Nos quedamos dormidas. La presencia tranquilizadora de mamá me hizo olvidar la preocupación constante que por esa noche me dejó en paz.
***
Por la mañana, después de ver partir el tren que iba para Escocia, tomé un taxi afuera de la estación Euston que me llevó hasta el río Támesis. La nostalgia me hizo querer visitar los lugares que fueron significativos en nuestra relación. Compré un café que tomé al lado del Battle of Britian Monument, desde donde podía ver la noria en la que nos subimos y el acuario. Las terminales de transbordadores, a ambos lados del río, se veían abarrotadas a pesar de la hora tan temprana.

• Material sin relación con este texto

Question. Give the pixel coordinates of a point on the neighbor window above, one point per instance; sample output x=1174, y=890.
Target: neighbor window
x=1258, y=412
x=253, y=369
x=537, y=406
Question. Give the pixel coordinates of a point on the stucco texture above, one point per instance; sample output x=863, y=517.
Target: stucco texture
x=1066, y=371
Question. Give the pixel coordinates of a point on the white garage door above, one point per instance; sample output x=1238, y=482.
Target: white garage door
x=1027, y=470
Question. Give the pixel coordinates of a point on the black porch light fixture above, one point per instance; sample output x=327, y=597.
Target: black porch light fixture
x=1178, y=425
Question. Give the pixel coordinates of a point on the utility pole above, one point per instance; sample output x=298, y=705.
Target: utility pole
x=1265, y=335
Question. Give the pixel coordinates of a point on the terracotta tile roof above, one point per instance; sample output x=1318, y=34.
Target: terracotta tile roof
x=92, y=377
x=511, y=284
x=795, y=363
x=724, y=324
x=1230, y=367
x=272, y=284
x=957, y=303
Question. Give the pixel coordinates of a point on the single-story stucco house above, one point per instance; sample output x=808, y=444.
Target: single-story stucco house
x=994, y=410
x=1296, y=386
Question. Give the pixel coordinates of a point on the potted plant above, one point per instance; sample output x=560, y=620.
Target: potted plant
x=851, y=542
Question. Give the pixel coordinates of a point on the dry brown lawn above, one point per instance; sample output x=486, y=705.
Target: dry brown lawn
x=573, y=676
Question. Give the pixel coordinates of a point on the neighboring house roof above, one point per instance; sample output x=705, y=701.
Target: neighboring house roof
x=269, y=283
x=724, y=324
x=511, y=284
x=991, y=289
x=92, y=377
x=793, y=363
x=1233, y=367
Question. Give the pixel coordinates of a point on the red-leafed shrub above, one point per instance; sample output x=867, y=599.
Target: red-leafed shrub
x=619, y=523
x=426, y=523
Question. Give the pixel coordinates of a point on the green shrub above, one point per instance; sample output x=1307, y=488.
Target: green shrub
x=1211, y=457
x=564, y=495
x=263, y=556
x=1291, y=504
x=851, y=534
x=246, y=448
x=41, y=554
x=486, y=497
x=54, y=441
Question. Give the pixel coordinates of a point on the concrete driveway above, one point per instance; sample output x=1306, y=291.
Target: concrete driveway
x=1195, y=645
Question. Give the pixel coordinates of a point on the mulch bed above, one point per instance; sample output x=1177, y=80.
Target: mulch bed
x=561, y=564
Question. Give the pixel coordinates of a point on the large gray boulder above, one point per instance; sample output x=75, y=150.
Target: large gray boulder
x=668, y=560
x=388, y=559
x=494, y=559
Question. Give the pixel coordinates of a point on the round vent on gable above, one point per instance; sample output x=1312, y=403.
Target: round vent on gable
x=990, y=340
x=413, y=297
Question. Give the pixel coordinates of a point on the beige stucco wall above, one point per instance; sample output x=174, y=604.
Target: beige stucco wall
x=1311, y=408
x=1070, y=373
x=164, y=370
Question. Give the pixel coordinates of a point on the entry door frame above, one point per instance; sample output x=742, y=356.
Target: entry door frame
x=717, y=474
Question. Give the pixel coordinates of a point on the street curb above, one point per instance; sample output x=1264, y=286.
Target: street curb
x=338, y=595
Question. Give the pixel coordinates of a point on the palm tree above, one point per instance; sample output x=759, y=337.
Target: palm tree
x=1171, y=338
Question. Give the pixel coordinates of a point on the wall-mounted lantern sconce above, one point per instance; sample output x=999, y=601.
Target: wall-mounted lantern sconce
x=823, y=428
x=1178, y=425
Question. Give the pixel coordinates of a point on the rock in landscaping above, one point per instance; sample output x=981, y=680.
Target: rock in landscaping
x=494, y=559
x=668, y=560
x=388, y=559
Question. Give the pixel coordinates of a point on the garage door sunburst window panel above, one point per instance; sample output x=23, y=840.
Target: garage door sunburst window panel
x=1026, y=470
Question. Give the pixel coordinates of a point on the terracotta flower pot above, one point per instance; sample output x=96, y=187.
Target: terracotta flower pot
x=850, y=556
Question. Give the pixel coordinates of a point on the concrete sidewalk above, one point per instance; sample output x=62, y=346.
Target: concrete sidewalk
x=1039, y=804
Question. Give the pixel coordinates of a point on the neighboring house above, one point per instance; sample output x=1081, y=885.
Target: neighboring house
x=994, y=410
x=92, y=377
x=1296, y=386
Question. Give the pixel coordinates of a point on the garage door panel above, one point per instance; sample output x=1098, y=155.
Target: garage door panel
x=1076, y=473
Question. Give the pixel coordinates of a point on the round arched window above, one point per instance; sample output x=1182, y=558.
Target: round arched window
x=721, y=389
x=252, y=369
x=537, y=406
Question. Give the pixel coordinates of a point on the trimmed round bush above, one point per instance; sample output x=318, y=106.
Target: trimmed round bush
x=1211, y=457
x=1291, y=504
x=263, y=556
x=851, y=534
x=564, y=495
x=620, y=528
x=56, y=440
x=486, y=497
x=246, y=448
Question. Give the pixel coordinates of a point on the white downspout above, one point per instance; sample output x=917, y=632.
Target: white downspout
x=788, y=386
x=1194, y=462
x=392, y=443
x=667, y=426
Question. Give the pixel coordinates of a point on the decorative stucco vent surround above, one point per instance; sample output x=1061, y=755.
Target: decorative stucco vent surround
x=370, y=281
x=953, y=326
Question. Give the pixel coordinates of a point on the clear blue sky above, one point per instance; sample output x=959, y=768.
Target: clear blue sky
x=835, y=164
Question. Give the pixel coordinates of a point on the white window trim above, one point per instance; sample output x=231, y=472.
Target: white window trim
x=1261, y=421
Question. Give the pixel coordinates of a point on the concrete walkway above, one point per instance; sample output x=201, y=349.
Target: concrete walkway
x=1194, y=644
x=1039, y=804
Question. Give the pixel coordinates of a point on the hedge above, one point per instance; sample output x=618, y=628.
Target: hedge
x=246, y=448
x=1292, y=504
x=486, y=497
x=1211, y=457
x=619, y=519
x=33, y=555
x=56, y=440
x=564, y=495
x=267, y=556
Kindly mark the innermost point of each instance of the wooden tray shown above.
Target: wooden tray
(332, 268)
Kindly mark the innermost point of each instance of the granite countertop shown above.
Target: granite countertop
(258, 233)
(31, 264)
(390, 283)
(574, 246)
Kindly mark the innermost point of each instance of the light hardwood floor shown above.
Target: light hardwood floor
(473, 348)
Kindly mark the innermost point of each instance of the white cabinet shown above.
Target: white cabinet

Regresé al departamento con un desayuno caliente que lo mantuviera despierto y atento. Esa mañana le haría entender que respetaba su duelo, pero que debía continuarlo en Canadá. Regresaríamos a su tierra y volveríamos a la rutina que mantuvimos por meses en Westmount.
No obstante, cualquier esperanza que creció en mí, se desvaneció en cuanto entré y descubrí un departamento vacío.
Luego, mi mundo colapsó al entrar a la recámara. Sobre el buró yacían dos frascos que no recordaba haber visto ahí en el tiempo que estuvimos; y lo podría jurar por mi vida porque, de haberlos notado, los hubiera alejado de él cuanto antes.
Y justo sobre la almohada, una nota doblada, aguardando a ser leída.